Kepindahan M ke rumah neneknya bukan bermaksud untuk merawat neneknya yang sakit. Justru M ingin mendapatkan hati neneknya agar mendapatkan warisan, yaitu rumah yang ditempati oleh nenek. Dengan begitu, M tidak perlu kebingungan lagi untuk mencari uang.Â
Segala upaya M lakukan untuk menarik simpati neneknya. Mulai dari membantu membereskan rumah, membantu memenuhi kebutuhan dan keperluan nenek, dan tentu mengurus neneknya. Bahkan ikut membantu dagang bubur di pagi hari meski bangun terlambat.

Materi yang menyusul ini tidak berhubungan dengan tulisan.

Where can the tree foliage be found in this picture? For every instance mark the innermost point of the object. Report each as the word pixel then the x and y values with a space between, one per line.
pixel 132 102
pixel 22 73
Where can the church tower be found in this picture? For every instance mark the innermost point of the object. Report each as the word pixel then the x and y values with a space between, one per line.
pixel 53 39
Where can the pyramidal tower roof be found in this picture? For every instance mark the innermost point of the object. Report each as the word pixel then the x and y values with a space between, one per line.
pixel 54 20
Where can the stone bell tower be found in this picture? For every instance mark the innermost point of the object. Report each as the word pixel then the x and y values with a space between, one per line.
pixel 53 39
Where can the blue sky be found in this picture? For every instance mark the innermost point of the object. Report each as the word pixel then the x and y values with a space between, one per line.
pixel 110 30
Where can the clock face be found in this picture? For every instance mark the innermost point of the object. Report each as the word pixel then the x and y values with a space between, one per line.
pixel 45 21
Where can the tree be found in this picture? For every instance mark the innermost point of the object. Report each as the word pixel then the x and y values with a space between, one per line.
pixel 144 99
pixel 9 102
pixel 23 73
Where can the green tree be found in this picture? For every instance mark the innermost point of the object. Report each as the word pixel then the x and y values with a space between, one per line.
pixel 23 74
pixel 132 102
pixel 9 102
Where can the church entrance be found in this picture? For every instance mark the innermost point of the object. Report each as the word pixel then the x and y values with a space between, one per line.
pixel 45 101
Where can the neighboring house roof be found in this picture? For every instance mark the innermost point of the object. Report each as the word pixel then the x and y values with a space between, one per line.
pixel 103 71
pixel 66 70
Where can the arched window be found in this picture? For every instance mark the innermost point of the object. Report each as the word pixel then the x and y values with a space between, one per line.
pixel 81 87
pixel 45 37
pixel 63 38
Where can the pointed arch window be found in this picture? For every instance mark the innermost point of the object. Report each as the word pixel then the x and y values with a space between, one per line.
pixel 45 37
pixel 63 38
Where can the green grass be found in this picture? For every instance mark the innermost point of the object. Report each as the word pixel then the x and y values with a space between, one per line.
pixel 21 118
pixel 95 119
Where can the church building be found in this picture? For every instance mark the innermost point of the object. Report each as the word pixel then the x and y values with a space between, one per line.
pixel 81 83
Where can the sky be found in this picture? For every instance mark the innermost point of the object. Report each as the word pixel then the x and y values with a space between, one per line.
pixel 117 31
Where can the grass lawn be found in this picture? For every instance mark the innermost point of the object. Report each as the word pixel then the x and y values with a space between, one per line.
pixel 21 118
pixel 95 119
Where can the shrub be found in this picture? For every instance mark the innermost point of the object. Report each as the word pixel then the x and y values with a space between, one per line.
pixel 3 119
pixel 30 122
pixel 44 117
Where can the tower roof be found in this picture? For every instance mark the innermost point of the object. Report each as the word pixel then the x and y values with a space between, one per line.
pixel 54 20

Di sela-sela mendapatkan hati nenek, M malah menemukan pelajaran berharga tentang kasih sayang seorang Ibu yang tak mengenal waktu. Amah adalah seorang Ibu dan Nenek yang baik. Tidak pernah mau merepotkan anak dan cucunya. Selalu berpura-pura baik-baik saja di hadapan anak dan cucunya.
M menyaksikan langsung betapa kesepiannya hidup seorang diri di hari tua. Bingung harus melakukan apa seorang diri. Kesehariannya hanyalah menunggu kehadiran anak dan cucunya di teras rumah. Menantikan penuh harap akan ada yang mau menjenguk atau sekadar menemaninya berbincang di sore hari.

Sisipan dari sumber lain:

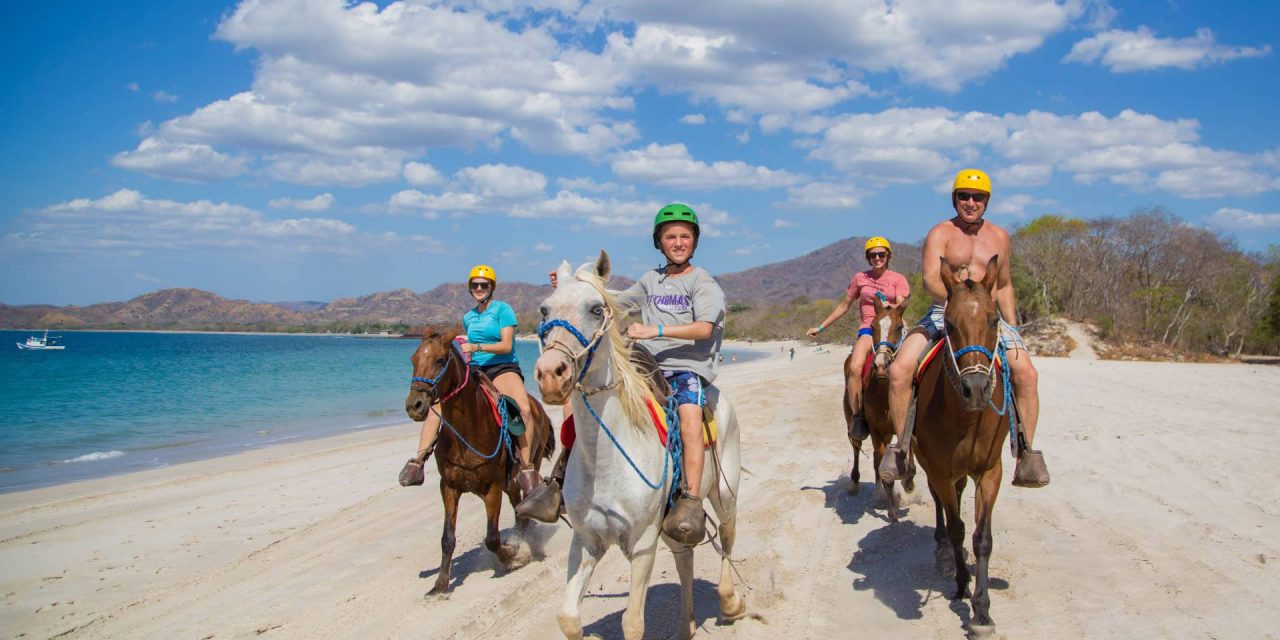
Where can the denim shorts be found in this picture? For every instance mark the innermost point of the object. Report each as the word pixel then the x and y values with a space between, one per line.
pixel 686 387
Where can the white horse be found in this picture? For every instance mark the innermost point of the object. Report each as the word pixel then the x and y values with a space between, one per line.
pixel 608 499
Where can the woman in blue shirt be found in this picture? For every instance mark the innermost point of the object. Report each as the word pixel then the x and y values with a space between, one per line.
pixel 490 329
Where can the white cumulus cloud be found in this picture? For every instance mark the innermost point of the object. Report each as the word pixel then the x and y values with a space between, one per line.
pixel 1125 51
pixel 321 202
pixel 671 165
pixel 1240 219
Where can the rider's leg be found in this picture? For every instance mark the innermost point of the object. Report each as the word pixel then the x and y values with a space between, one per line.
pixel 412 472
pixel 900 375
pixel 544 502
pixel 691 442
pixel 685 522
pixel 862 348
pixel 513 385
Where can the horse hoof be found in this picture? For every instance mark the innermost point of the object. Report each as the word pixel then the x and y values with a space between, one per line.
pixel 739 613
pixel 515 556
pixel 982 631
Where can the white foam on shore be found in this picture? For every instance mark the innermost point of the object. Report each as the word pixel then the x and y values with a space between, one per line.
pixel 96 456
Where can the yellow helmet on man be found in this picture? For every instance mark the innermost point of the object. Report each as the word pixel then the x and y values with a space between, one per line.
pixel 483 272
pixel 972 179
pixel 878 241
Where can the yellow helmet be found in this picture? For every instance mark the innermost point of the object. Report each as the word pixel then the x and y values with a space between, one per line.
pixel 880 241
pixel 483 272
pixel 972 179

Tidak hanya rasa sepi, M juga melihat ketulusan seorang Ibu kepada anak-anaknya. Amah memiliki 3 anak. Anak pertama sudah berkeluarga dengan kehidupan yang terjamin karena hasil jual beli saham. Anaknya kedua adalah pengangguran. Hidupnya berantakan dan terlilit hutang. Anak perempuan satu-satunya adalah Ibunya M yang harus kerja setiap hari untuk menghidupinya dan M.
Meski anak-anak Amah sudah dewasa dan memiliki kehidupan sendiri, tak pernah sedetikpun Amah tak memikirkan anak-anaknya, bahkan cucunya. Namun ada saja tingkah anaknya yang membuat M sakit hati. Menyaksikan uang simpanan Amah dari hasil jualan bubur diambil diam-diam oleh salah satu anak Amah.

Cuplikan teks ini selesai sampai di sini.